June 5, 2026 at 15:13 UTC

2 min read
Government bond documents and stock chart on trading desk as strong May jobs data lifts yields and hits stocks

Key Points

  • U.S. nonfarm payrolls rose 172,000 in May 2026, beating forecasts
  • Unemployment stayed at 4.3% as hiring focused on services sectors
  • Wage growth remained modest, with hourly earnings up 0.3% in May
  • Treasury yields climbed and stock futures turned mostly negative

Solid May hiring outpaces expectations

U.S. nonfarm payroll employment increased by 172,000 in May 2026, according to the Bureau of Labor Statistics, surpassing the Dow Jones consensus forecast of about 80,000 job gains. The unemployment rate was unchanged at 4.3%, indicating the labor market continued to add jobs while maintaining the same share of people out of work.

The May report showed that headline job growth was stronger than anticipated, helped by gains across several service industries. Combined with upward revisions to prior months, the figures presented a firmer picture of recent hiring than previously reported.

Where the jobs were added and lost

Leisure and hospitality led May hiring, adding 70,000 positions. Within that category, food services and drinking places accounted for 48,000 jobs, highlighting continued demand in consumer-facing businesses. Local government also contributed significantly, with employment rising by 55,000.

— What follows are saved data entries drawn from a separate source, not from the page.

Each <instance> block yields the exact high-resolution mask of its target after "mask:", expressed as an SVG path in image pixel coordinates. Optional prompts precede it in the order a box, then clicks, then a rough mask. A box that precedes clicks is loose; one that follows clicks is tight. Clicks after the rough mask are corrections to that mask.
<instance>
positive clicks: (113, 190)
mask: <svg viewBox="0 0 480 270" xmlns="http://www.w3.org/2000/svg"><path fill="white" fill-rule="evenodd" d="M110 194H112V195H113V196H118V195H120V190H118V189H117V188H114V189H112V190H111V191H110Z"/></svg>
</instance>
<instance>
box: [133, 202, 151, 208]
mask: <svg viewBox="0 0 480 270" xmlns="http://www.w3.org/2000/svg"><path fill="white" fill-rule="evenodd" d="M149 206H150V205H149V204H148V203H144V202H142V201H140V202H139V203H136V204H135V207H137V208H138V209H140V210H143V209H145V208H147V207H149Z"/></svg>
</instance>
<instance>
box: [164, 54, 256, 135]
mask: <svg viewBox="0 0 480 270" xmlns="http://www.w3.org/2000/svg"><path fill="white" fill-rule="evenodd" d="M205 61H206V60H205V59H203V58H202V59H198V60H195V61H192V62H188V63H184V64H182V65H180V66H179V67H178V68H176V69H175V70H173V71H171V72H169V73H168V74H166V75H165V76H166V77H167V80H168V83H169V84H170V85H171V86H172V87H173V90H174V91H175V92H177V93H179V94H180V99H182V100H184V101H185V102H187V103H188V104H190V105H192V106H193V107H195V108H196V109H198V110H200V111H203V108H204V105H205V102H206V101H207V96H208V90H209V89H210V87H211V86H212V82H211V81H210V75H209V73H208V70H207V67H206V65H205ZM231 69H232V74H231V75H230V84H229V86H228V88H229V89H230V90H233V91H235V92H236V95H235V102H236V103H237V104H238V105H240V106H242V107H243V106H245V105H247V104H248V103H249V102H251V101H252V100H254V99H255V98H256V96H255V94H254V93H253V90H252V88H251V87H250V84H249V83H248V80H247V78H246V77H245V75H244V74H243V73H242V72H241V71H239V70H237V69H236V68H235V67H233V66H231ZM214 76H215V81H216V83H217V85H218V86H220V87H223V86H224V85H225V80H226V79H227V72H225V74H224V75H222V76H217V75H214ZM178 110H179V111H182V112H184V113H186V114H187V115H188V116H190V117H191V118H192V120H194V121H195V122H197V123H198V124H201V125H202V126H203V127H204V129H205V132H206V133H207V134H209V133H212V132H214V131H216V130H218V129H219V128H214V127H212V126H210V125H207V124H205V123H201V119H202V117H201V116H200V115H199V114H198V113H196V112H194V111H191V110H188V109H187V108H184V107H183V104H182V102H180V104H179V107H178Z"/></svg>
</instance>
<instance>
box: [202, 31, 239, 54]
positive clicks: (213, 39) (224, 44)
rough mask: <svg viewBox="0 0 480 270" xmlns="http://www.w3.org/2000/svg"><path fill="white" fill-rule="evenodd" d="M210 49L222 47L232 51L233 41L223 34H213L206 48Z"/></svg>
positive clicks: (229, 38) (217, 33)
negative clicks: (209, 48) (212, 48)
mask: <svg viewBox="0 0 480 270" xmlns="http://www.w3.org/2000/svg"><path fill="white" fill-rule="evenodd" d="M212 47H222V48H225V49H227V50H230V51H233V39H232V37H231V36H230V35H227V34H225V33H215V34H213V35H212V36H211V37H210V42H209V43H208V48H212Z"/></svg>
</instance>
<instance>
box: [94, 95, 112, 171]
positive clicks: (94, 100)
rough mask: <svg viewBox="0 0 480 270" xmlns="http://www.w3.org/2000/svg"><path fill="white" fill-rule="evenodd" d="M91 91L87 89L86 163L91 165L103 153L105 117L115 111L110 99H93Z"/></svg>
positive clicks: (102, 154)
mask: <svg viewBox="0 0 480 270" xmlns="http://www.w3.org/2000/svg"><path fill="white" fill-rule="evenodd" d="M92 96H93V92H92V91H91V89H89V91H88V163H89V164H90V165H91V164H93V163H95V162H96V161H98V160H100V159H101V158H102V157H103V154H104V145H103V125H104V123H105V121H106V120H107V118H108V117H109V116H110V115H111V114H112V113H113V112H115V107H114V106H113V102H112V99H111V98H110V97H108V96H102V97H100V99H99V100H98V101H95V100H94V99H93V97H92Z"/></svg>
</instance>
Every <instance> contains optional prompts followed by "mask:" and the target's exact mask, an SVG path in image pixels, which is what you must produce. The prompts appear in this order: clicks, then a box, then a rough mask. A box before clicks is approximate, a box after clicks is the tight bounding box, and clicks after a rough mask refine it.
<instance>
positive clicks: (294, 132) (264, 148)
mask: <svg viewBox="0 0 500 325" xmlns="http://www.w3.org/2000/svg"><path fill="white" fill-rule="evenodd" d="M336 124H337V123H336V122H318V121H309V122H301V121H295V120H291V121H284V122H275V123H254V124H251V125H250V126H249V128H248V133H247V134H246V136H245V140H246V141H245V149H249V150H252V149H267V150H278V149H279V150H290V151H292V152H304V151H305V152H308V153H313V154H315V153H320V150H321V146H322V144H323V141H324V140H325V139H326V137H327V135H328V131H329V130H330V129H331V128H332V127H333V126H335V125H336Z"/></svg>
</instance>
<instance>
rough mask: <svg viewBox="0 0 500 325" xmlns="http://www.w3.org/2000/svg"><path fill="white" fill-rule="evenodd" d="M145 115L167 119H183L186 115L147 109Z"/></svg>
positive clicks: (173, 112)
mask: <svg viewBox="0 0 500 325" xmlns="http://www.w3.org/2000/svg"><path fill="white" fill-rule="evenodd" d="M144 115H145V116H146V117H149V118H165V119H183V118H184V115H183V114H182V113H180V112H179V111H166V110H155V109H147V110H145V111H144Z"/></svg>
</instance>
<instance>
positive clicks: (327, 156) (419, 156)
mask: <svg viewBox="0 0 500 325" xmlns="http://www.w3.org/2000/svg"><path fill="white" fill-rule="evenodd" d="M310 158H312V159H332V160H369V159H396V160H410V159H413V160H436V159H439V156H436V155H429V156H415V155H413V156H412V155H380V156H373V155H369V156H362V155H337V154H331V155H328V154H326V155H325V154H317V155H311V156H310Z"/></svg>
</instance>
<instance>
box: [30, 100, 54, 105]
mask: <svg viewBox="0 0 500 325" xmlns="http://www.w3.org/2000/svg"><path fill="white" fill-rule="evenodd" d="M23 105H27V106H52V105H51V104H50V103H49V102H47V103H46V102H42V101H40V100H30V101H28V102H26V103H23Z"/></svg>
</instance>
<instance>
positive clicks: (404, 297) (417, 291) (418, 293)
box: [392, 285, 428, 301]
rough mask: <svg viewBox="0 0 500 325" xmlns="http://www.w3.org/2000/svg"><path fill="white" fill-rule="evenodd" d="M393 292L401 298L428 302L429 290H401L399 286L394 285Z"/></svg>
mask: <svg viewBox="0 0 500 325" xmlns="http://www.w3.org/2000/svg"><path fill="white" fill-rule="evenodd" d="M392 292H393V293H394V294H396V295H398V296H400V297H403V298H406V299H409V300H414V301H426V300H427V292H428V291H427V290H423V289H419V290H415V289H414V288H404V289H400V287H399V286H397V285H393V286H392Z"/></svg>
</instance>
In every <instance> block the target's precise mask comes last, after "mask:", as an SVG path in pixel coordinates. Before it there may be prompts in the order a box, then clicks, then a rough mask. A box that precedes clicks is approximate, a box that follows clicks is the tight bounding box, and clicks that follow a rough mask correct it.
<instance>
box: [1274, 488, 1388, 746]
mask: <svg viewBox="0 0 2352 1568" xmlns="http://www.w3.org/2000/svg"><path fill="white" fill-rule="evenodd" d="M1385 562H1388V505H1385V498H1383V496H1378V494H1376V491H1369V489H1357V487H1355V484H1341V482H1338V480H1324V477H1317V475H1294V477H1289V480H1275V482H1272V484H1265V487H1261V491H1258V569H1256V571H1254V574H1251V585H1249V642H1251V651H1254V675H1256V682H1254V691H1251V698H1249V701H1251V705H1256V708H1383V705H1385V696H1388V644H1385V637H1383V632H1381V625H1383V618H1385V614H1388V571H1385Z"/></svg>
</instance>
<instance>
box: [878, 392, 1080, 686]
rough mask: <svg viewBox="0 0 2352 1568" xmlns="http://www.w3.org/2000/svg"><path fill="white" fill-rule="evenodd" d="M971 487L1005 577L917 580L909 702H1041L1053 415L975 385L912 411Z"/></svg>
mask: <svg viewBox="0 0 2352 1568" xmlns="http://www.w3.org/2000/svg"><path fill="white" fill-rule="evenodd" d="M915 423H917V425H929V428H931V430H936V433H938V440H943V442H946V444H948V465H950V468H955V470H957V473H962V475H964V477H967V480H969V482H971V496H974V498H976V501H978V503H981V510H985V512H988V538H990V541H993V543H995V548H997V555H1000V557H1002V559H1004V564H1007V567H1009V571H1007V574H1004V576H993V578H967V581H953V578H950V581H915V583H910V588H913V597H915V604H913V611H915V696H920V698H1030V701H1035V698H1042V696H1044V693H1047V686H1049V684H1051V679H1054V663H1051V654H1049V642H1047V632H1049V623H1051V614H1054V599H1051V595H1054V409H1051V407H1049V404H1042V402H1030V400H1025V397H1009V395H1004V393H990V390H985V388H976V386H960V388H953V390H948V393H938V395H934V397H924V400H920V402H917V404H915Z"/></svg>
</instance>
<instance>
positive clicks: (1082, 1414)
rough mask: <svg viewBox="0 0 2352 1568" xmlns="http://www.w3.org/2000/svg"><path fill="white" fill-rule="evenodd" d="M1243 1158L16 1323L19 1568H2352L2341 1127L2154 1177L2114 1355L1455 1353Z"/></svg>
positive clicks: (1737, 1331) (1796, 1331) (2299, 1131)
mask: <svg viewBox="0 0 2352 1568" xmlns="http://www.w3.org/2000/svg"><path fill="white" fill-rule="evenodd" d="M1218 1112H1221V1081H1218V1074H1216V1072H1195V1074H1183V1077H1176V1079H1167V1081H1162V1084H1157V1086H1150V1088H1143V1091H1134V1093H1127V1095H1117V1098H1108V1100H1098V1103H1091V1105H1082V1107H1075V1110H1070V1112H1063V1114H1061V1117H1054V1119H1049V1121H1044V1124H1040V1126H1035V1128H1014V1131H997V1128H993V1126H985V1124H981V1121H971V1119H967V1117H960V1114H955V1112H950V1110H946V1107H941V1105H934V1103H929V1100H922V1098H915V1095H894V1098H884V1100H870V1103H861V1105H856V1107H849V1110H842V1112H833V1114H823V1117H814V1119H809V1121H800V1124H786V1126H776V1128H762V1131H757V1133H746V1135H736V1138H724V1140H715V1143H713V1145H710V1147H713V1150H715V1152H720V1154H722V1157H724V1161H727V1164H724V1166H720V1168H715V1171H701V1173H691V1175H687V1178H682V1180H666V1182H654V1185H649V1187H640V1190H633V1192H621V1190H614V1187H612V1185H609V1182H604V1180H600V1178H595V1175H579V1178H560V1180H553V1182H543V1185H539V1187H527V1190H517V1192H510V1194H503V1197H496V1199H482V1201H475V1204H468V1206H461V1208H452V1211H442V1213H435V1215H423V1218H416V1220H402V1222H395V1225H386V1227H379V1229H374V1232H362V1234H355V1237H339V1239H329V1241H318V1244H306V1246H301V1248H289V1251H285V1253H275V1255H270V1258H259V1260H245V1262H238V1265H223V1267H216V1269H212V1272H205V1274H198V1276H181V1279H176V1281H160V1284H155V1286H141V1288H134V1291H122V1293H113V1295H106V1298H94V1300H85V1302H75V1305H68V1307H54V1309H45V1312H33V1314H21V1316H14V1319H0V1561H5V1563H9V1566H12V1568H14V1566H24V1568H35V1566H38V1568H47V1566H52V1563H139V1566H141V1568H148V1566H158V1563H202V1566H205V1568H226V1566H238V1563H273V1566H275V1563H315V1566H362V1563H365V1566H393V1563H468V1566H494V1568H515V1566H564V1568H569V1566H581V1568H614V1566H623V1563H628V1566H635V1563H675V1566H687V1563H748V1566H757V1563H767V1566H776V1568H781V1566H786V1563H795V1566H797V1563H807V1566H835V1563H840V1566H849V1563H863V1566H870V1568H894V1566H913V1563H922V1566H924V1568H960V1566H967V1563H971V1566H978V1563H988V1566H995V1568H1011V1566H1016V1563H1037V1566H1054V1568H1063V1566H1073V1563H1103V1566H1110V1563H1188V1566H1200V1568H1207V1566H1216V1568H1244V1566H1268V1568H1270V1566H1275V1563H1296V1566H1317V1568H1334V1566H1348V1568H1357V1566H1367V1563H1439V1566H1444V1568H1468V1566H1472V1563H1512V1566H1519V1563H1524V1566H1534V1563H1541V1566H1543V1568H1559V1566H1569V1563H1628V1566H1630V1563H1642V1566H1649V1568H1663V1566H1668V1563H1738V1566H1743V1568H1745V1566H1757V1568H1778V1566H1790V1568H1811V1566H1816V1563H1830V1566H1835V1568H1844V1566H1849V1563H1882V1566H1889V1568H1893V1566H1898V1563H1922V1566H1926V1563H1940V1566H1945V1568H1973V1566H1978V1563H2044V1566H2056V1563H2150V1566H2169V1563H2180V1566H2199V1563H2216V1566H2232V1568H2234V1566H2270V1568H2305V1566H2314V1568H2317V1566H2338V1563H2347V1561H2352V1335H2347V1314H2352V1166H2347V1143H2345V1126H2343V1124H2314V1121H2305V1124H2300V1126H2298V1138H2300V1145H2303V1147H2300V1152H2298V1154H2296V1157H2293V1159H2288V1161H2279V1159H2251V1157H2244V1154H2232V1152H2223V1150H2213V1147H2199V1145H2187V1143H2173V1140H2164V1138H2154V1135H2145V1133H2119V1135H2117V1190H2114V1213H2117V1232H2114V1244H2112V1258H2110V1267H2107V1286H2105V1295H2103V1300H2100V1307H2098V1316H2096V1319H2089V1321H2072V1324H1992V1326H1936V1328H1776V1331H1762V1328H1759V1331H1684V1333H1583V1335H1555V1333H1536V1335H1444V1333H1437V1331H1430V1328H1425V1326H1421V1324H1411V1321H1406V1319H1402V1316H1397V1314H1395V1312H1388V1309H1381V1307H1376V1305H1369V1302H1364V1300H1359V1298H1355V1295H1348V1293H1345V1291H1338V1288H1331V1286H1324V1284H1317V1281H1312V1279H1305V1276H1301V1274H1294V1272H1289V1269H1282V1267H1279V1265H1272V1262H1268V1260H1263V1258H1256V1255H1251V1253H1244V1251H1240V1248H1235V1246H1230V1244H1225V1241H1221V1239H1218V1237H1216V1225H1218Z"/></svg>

Health care employment increased by 35,000, extending gains in a sector that has been a steady source of job growth. In contrast, financial activities shed 22,000 jobs in May, showing that not all industries participated in the month’s overall gains.

Wage growth and prior revisions

Average hourly earnings for all employees on private nonfarm payrolls rose 0.3% in May to $37.53. Over the past year, earnings were up 3.4%, pointing to modest pay gains alongside continued hiring.

The BLS also revised earlier data, lifting reported employment in March by 29,000 and in April by 64,000. The combined upward revision of 93,000 strengthened the recent payroll trend, adding to the perception of a resilient labor market going into May.

Market reaction in bonds and stocks

Financial markets moved quickly after the release of the May employment report. U.S. Treasury yields rose across the curve, reflecting shifting expectations in fixed-income markets following the stronger-than-expected data.

The 10-year Treasury yield rose 5 basis points to 4.534%, while the 2-year yield climbed 9 basis points to 4.153%. At the long end, the 30-year yield advanced 5 basis points to 5.021%, underscoring a broad-based move higher in borrowing costs.

Stock market futures were mostly negative following the payrolls release, signaling investor concern about the implications of firmer labor data and higher yields for equities. The combination of stronger job growth, modest wage gains, and rising interest-rate expectations weighed on sentiment at the start of trading.

Key Takeaways

  • Stronger-than-expected job creation, coupled with upward revisions to prior months, reinforced the view of a resilient U.S. labor market in May 2026.
  • Job growth was concentrated in services such as leisure, hospitality, local government, and health care, while financial activities moved in the opposite direction.
  • Modest but steady wage gains, together with higher Treasury yields and weaker equity futures, highlighted how labor data continued to shape rate expectations and market pricing.